En la entrada de la casa de Ángel aún pueden verse los restos de diferentes cosas calcinadas. Entre ellas, una motocicleta.
En el epicentro
Jarilla es un pueblo pequeño: ciento veinte vecinos censados, ochenta durante el invierno, doscientos cuando el verano llena las casas vacías. Hoy su nombre circula en periódicos, radios y televisiones. Pero aquí, dice Ángel, no ha venido ningún político a preguntar cómo están, qué necesitan. "El nombre de Jarilla está en todos lados, pero aquí no ha pasado nadie".
El incendio ha arrasado más de 12.000 hectáreas en la comarca. La UME ha desplegado efectivos, la Guardia Civil corta accesos, el INFOEX da partes cada pocas horas. En Cabezuela del Valle, un vecino resume la situación en una frase: "Somos el último mono, no hay coordinación".
En la finca de Ángel lo que se ve no son cifras sino ruinas: una moto muerta, un perro vivo, un puñado de cenizas que antes fueron árboles. A los trece años dejó la escuela y comenzó a trabajar con su padre, llevando cabras por la misma sierra que ahora ha quedado arrasada. Allí aprendió a leer el viento, a reconocer los arbustos secos que arden primero, a entender el monte como si fuera un organismo vivo.
Al lado de la entrada de la casa de Ángel todo eran olivos. "Este año estaban preciosos", dice.
"El campo lo conozco bien —apostilla—, y lo que ha pasado estos años es que lo han abandonado. Todo esto está dejado de la mano de Dios". Dice que lo que más le duele no es la casa, ni los olivos, ni los animales. Que mientras el fuego calcinaba el pueblo, sólo podía pensar en otra cosa: el cementerio.
"Allí están mi madre y mi padre enterrados, voy siempre a verles, y si pierdo eso ya hubiera perdido todo lo poco que tengo en esta vida". Cuando el incendio llegó a las afueras del pueblo, Ángel pensó que lo perdería todo: la casa, los árboles y también las tumbas. "Algo debe haber en el cielo, no sé muy bien el qué, pero algo debe haber, porque se ha quemado todo menos el cementerio".
No se queja con gritos. Habla bajo, con una serenidad que tiene algo de derrota y algo de terquedad. Se sabe solo. Nunca tuvo a dónde ir. Su vida entera fue esa finca: la casa construida con sus manos, los animales, los olivos. Ahora mira el horizonte gris, montañas cubiertas de ceniza, y dice que sólo le queda empezar de nuevo. Pero con qué dinero, con qué ayuda.

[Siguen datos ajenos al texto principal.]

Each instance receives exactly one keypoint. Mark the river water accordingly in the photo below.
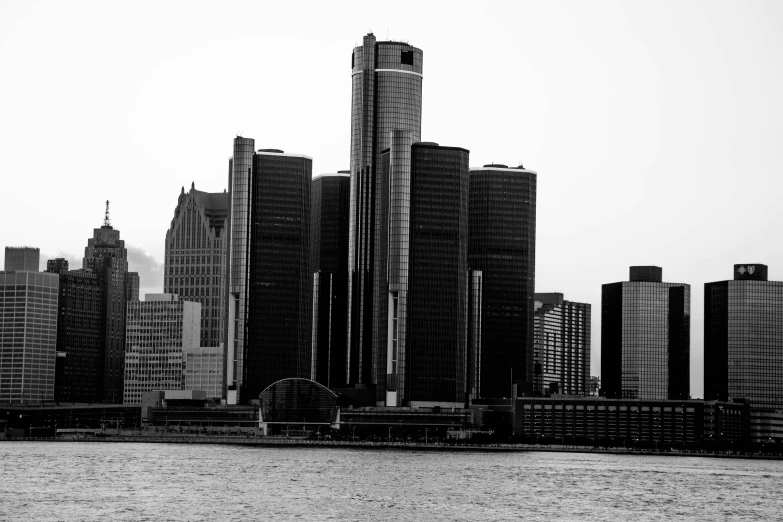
(114, 481)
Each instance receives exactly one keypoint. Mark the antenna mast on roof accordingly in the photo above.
(106, 220)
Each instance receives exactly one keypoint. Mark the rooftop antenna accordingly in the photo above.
(106, 220)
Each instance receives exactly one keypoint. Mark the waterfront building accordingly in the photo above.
(204, 370)
(28, 335)
(161, 331)
(22, 258)
(501, 264)
(79, 336)
(329, 261)
(426, 264)
(386, 96)
(240, 169)
(106, 256)
(561, 352)
(57, 266)
(195, 262)
(743, 338)
(645, 337)
(280, 279)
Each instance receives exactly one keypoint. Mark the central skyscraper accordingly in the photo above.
(386, 79)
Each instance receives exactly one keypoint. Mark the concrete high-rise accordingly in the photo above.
(161, 331)
(386, 96)
(561, 354)
(195, 265)
(280, 279)
(645, 337)
(105, 255)
(330, 196)
(28, 336)
(743, 338)
(22, 258)
(501, 264)
(426, 285)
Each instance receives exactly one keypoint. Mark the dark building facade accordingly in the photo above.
(330, 196)
(22, 258)
(195, 266)
(501, 264)
(426, 264)
(645, 337)
(743, 338)
(106, 256)
(386, 83)
(79, 334)
(561, 346)
(280, 282)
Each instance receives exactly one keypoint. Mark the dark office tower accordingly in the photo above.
(386, 79)
(240, 173)
(645, 337)
(57, 266)
(107, 257)
(743, 338)
(280, 286)
(561, 354)
(22, 258)
(329, 261)
(502, 261)
(79, 337)
(195, 266)
(425, 351)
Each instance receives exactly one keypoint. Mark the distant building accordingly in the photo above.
(57, 266)
(743, 338)
(645, 337)
(22, 258)
(280, 280)
(427, 236)
(386, 95)
(79, 337)
(561, 346)
(28, 335)
(106, 256)
(161, 332)
(195, 265)
(501, 264)
(329, 261)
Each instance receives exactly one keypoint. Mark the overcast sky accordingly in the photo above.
(655, 127)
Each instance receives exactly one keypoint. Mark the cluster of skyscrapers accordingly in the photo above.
(407, 280)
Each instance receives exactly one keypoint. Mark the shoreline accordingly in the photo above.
(394, 446)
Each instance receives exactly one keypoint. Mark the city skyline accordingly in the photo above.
(702, 141)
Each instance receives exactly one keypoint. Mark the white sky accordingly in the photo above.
(655, 127)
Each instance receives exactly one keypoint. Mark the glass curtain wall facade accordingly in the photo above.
(645, 338)
(386, 96)
(562, 346)
(280, 308)
(162, 330)
(501, 260)
(428, 229)
(330, 196)
(79, 337)
(195, 265)
(239, 189)
(743, 338)
(105, 254)
(28, 336)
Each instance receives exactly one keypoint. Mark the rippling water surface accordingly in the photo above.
(105, 481)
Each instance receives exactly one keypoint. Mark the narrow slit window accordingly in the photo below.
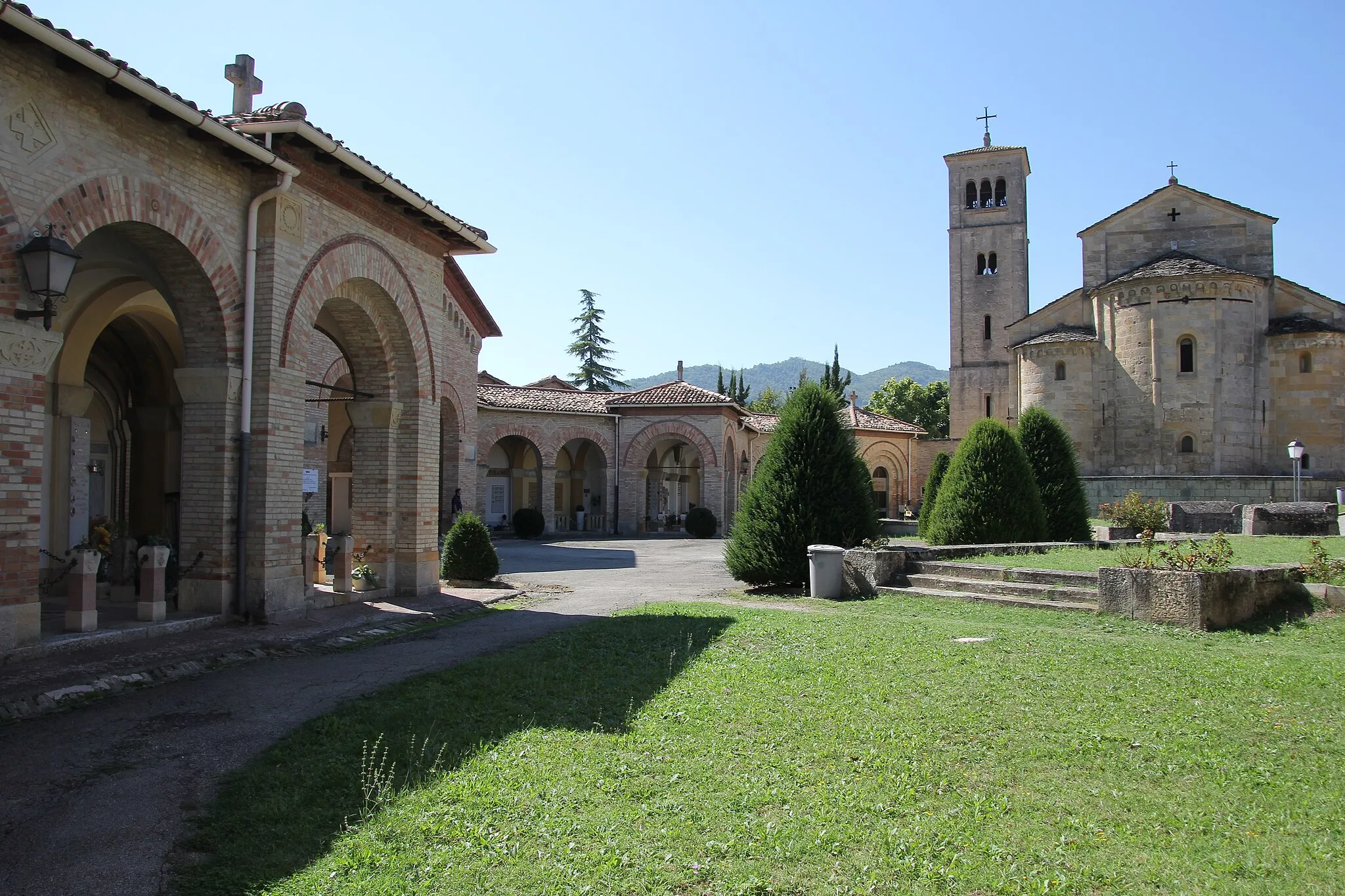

El resto de vecinos de Jarilla confirman la premisa de Ángel. "No ha venido ningún político ni persona de protección civil a evaluar daños", explican.
El perro lo sigue, nervioso, como si buscara todavía los olores que antes marcaban el territorio. Ángel lo acaricia. "Mientras tenga a Tor [su perro], me queda algo por lo que seguir". Y vuelve a mirar hacia el cementerio, donde lo esperan los padres que perdió hace años.
Allí, entre lápidas que el fuego no tocó, queda lo único que aún le pertenece: un pedazo de historia, una raíz que no se consumió. El resto, todo lo demás, se ha convertido en ceniza.